Want To Be A Valuable Data Scientist? Then Don’t Focus On Creating Intricate Models

Photo by Jonathan Borba on Unsplash

So you decided to become a data scientist.

Congrats! As a fellow data scientist, I can say that my career is fulfilling and rewarding. That being said, job expectations are different from reality.

I get a lot of questions from aspiring data scientists, asking me what they should focus on. I hear a range from Deep Learning Udacity Nanodegrees , Advanced Statistical Analysis on Coursera, visualization tutorials on Tableau’s training website, software engineering documentation in regards data pipelines/Spark, etc. While these are all equally important, this is still a lot of information to cover. I wasn’t a master at all of this stuff when I first got hired, but I learned only what I needed to know for the task at hand. Yes, it required sacrificing some weekends and downtime to learn a certain technology. But self-learning whenever I absolutely need the information is important for me to not get bogged down by the vast content out there.
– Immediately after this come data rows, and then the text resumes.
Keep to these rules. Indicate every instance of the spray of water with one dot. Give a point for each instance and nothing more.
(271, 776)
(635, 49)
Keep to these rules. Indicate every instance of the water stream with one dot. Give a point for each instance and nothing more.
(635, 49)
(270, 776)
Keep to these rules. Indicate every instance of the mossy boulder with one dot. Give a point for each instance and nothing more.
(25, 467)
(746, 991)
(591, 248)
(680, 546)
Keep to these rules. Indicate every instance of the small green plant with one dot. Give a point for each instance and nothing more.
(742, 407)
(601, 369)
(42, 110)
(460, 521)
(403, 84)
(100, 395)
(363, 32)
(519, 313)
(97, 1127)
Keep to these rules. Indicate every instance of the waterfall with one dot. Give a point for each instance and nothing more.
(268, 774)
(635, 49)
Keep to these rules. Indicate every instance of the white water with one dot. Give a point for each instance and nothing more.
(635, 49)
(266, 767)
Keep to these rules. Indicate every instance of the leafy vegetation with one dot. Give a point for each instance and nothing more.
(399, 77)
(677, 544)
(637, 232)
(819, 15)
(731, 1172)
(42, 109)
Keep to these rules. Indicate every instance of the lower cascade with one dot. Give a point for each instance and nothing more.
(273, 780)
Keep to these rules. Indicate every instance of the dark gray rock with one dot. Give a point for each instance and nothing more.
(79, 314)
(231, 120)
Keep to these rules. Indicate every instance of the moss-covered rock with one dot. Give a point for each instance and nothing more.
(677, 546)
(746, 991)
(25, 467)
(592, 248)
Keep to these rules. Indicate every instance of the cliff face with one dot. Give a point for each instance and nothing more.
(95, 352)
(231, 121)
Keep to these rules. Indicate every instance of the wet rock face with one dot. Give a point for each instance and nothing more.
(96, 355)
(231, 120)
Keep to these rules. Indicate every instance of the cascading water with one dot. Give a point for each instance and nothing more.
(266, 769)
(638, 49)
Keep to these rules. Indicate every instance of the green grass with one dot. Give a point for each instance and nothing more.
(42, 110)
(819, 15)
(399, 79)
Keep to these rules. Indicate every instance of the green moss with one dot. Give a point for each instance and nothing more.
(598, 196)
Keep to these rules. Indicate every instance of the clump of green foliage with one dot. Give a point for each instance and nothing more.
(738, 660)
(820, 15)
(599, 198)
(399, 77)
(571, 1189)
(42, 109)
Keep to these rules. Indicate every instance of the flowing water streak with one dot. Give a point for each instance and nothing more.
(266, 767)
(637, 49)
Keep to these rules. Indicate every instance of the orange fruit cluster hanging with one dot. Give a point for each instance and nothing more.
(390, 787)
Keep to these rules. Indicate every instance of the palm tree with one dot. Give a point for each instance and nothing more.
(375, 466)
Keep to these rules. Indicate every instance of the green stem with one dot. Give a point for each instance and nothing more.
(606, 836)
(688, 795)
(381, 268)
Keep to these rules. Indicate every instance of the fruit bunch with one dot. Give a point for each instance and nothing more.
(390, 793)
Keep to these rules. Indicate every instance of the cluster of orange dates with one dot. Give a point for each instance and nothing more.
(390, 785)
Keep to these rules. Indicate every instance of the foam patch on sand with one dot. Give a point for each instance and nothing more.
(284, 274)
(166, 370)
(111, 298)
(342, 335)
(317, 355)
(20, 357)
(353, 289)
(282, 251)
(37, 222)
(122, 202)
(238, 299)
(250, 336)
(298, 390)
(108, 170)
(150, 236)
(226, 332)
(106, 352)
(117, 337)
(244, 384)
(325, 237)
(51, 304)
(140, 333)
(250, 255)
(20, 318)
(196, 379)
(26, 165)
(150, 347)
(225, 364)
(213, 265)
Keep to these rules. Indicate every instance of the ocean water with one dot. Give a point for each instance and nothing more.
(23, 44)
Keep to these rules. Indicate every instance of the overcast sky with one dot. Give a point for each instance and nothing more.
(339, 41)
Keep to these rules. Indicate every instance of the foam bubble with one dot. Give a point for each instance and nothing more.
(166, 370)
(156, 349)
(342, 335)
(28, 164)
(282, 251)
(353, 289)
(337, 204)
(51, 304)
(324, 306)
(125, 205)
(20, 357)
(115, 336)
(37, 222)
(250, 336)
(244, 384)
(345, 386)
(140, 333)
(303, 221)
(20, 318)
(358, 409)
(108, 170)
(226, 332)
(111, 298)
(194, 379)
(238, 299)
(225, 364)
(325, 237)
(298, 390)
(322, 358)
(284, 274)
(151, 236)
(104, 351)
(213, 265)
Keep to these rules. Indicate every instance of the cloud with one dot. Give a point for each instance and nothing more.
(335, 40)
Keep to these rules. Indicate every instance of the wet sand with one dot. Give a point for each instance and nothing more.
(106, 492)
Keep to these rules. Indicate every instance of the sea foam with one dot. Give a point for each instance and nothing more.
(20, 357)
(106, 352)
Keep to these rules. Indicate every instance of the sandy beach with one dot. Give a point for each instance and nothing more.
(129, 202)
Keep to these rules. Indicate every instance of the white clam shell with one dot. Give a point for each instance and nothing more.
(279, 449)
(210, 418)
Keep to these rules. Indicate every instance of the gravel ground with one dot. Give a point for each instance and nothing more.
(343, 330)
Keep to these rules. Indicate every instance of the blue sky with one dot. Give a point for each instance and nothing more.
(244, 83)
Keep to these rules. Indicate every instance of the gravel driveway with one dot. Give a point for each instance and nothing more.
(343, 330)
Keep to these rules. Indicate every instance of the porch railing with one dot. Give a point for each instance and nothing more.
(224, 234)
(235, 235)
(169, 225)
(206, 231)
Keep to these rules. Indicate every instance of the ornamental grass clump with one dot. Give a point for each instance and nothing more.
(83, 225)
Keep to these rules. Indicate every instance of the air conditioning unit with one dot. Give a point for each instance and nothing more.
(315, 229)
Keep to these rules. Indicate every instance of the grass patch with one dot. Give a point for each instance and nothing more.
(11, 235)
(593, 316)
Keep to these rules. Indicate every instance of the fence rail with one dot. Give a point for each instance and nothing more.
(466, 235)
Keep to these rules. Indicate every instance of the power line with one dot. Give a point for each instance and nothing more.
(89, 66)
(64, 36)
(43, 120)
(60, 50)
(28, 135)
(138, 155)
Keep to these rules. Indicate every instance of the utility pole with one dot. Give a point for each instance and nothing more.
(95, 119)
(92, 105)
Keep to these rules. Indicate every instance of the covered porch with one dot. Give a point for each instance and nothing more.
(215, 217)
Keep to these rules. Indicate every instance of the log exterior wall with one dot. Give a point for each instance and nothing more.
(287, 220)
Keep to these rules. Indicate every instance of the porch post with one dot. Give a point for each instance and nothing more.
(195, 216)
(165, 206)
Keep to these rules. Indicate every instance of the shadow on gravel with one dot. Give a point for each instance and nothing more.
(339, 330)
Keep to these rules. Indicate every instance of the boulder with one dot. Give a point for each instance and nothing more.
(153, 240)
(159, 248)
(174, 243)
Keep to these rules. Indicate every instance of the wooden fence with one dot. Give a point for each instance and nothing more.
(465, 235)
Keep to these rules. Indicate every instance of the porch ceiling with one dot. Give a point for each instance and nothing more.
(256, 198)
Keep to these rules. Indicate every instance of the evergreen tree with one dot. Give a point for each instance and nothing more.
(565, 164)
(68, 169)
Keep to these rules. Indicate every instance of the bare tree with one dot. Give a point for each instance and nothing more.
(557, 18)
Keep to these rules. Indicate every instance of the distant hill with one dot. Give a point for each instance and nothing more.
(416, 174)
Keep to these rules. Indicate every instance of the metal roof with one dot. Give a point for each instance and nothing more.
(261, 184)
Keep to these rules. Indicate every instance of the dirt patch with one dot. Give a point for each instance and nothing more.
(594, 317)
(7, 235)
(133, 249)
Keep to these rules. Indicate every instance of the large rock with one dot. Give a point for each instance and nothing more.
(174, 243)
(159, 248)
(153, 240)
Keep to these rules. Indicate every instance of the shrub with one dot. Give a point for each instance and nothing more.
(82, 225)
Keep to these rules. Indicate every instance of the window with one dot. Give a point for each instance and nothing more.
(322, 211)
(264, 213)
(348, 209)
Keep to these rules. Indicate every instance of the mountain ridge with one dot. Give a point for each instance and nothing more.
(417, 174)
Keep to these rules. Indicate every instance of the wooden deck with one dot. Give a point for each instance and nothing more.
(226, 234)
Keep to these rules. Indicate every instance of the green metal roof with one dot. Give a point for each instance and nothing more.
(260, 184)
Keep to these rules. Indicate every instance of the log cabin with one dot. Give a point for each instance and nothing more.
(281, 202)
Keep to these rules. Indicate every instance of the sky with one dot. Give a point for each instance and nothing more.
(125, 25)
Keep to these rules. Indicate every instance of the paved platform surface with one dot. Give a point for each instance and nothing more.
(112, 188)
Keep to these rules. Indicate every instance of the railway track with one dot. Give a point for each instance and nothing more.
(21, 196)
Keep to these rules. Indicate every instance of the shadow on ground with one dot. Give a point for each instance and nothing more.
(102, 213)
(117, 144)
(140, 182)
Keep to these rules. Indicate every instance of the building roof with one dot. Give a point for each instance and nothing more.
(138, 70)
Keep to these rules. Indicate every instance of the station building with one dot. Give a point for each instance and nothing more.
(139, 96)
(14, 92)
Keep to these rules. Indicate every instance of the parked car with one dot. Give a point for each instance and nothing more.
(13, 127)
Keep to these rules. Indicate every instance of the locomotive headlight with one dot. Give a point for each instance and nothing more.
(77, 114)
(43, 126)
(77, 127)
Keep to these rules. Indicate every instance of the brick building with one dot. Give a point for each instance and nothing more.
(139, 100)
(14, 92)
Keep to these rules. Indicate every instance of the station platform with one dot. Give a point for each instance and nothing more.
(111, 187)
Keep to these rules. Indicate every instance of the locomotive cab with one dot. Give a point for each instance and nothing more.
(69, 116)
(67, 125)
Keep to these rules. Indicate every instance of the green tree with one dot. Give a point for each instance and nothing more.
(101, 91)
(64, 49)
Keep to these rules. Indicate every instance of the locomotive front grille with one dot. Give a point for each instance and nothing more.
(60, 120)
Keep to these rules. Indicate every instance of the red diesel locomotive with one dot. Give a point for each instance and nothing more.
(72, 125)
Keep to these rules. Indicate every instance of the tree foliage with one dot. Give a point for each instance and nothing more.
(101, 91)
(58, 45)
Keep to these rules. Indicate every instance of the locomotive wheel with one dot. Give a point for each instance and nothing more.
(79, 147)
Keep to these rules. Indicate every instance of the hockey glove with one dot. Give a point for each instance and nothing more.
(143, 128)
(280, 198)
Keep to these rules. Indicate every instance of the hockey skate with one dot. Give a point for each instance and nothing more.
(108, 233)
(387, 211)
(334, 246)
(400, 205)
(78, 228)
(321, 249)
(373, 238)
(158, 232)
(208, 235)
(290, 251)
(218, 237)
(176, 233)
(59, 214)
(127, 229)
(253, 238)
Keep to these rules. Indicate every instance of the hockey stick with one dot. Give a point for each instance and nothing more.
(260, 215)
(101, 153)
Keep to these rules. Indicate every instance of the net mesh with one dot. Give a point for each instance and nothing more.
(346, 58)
So yes, curiosity to learn new tools and concepts is a must. As a data scientist/software engineer, you’re already aware of how quickly the software world changes. Every month, a package your tool is dependent on updates. Furthermore, new software tools are released every 6 months that address problems that you were trying to solve before.

That being said, I believe there’s another skill that every data scientist should master: the ability to analyze the data.

Wait a minute. Shouldn’t a data scientist do more sophisticated work such as building machine learning models?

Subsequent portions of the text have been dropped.